Can I customize the visual appearance of my graph results?

Yes, you can customize the visual appearance of your graph results by using the Graph Style Script language. You can add images to nodes, change their shape, size and color. Change the line appearance of relationships and their thickness. For a complete list of available features, consult the GSS reference guide.

Memgraph Cloud

What is the pricing?

You can estimate the cost of Memgraph Cloud's service by selecting your cloud region and instance size with our Cost Calculator (opens in a new tab), or you can check them out at Project rates.

How can I redeem a coupon that I got for Memgraph Cloud?

First, you need to add a credit card to your account. Then you can redeem the coupon.

What will happen to my instance after the free trial?

Instance will be stopped for next 7 days. If you wish to continue, add a payment method.

Why can't I create more than 3 projects and 5 snapshots?

That is the initial limit for new users. If you want to create more projects, let us know.

Is it possible to upgrade a project to use more RAM?

Yes, it is. You can find detailed instructions in Memgraph Cloud documentation.

I've created a project with 2GB RAM, but Memgraph Labs says there is only 1.54GB available. Why is that so?

A par of RAM is allocated to the operating system and other services.
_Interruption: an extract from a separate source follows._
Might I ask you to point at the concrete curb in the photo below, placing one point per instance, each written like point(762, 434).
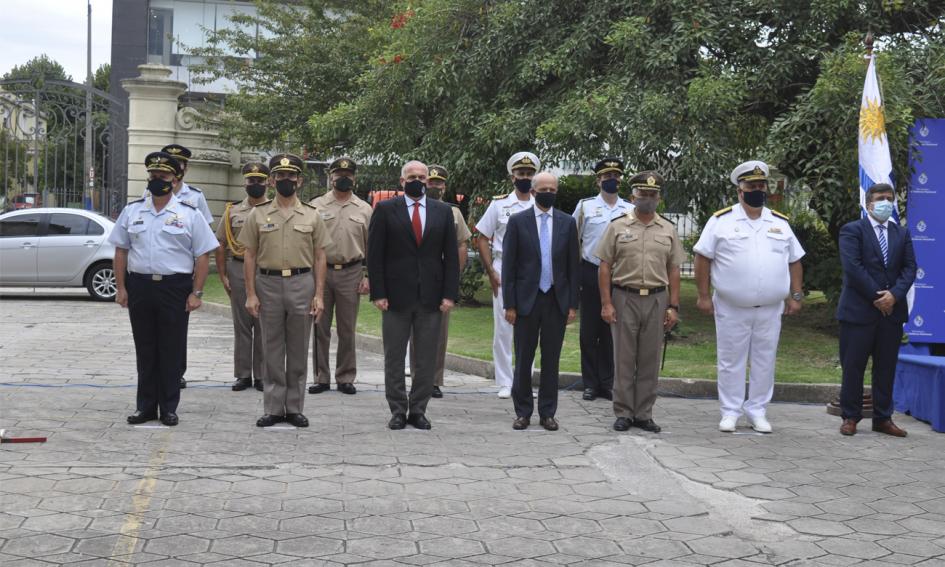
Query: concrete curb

They usually take 13-15% of the total RAM. Approximate free RAM is:

  • 1GB RAM Memgraph Cloud project has about 860 MB free RAM
  • 2GB RAM Memgraph Cloud project has about 1.60 GB free RAM
  • 4GB RAM Memgraph Cloud project has about 3.40 GB free RAM
  • 8GB RAM Memgraph Cloud project has about 6.7 GB free RAM
  • 16GB RAM Memgraph Cloud project has about 14 GB free RAM
  • 32GB RAM Memgraph Cloud project has about 28 GB free RAM

I've created a new project, and when I try to connect to the instance, I get an error: Unable to connect.

Upon creating a project, Memgraph loads all the MAGE algorithms, so it takes some time to load them all. Wait 30 seconds, and then try to connect again.

I’ve paused my project and resumed it, but my Memgraph’s IP is different now?

When you pause your project, usually the IP stays the same, but sometimes your IP can be released and a new one will be allocated. You can always check the IP in the connection details.

How can I retrieve my project password?

If you have forgotten your project password, we can't help you. We don't have a way of finding out or resetting your project password.

How can I connect to my project?

You can connect to an instance running within the Memgraph Cloud project via Memgraph Lab, a visual interface, mgconsole, command-line interface, or one of many drivers. You can find detailed instructions in Memgraph Cloud documentation.

How can I backup my project?

A project is backed up by creating a snapshot with Amazon EBS. You cannot create a snapshot if you are using a 14-day free trial version of Memgraph Cloud. You can find detailed instructions in Memgraph Cloud documentation.

Is AWS available?

Yes, Memgraph cloud is running at AWS.

Is GCP available?

No, at the moment, Memgraph cloud is not available on the Google Cloud Platform.